[Asia Economy Reporter Ji Yeon-jin] Concerns about stagflation are growing as raw material prices soar due to global energy supply worries. The financial investment industry analyzes that while inflation concerns in the U.S. are likely to continue until next year and economic recovery is delayed due to supply chain disruptions, the possibility of stagflation is limited.
According to the financial investment industry on the 17th, the price of West Texas Intermediate (WTI) crude oil has surged above $80 per barrel since the 11th, reaching its highest level since 2014.
Natural gas prices have also surged. Europe is facing an energy crisis as abnormal weather has reduced wind power generation, and natural gas supply cannot keep up with demand. China and India, where coal power generation accounts for a high proportion, are suffering from severe power shortages as coal inventories have sharply declined.
The energy supply shortage that began with natural gas and coal is driving a simultaneous rise in oil prices. This is because when energy source inventories are insufficient, demand for crude oil as an alternative energy source increases.
OPEC+ maintains a passive stance on production increases, and OECD crude oil inventories have fallen to pre-crisis levels, resulting in demand exceeding supply for crude oil as well. The upward trend in energy prices is expected to continue for the time being, potentially increasing inflationary pressures.
Wage pressure in the labor market is also a factor driving inflation. As economic recovery begins, labor demand from U.S. companies has rapidly rebounded, but workers’ return to the labor market has been delayed, causing a persistent labor shortage. The number of job openings in the U.S. nonfarm sector is approaching an all-time high, and the voluntary quit rate, reflecting workers’ confidence, is also on the rise. Analysts say that the supply-demand imbalance in the labor market has intensified, increasing wage pressure.
The average hourly wage in the U.S. in September rose 4.6% year-on-year, with wages increasing in both manufacturing and service sectors. Since wages are difficult to reduce once they rise, rising labor costs pose a burden on companies. The U.S. consumer price index in September rose 5.4% year-on-year, exceeding the consensus forecast of 5.3%. This marks a return to the levels seen in June and July, the highest since 2008.

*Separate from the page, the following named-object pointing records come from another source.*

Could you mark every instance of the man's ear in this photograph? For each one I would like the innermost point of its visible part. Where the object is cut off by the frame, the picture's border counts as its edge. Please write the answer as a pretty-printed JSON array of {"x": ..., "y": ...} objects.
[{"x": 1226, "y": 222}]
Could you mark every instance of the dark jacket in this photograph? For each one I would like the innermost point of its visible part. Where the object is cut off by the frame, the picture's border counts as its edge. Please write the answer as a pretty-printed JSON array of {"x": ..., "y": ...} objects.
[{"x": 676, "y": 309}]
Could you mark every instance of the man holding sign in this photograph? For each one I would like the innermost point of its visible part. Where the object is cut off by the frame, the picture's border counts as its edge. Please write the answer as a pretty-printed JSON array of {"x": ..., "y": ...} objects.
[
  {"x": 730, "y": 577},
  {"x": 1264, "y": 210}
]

Considering supply chain disruptions, surging energy prices, and wage pressures, inflation concerns in the U.S. are expected to continue until next year.
Although economic recovery is delayed due to these supply chain disruptions, the possibility of stagflation is not high. Stagflation is a phenomenon where prices rise sharply during an economic recession; during the representative stagflation of the 1970s oil crisis, oil prices surged and U.S. consumer prices rose by 12%.
Currently, although global economic growth has somewhat weakened, the likelihood of entering a recession phase is low. The International Monetary Fund (IMF) lowered its global economic growth forecast for this year to 5.9% in its October economic outlook, citing supply disruptions and the resurgence of COVID-19, but the downward revision was only -0.1 percentage points. Kyu-yeon Jeon, a researcher at Hana Financial Investment, said, "Global demand remains robust. The inventory-to-sales ratio in the U.S., which shows inventory relative to sales, is near an all-time low, so economic recovery is delayed more due to widespread supply chain disruptions than demand. If demand supports it, the trend of global economic recovery remains valid."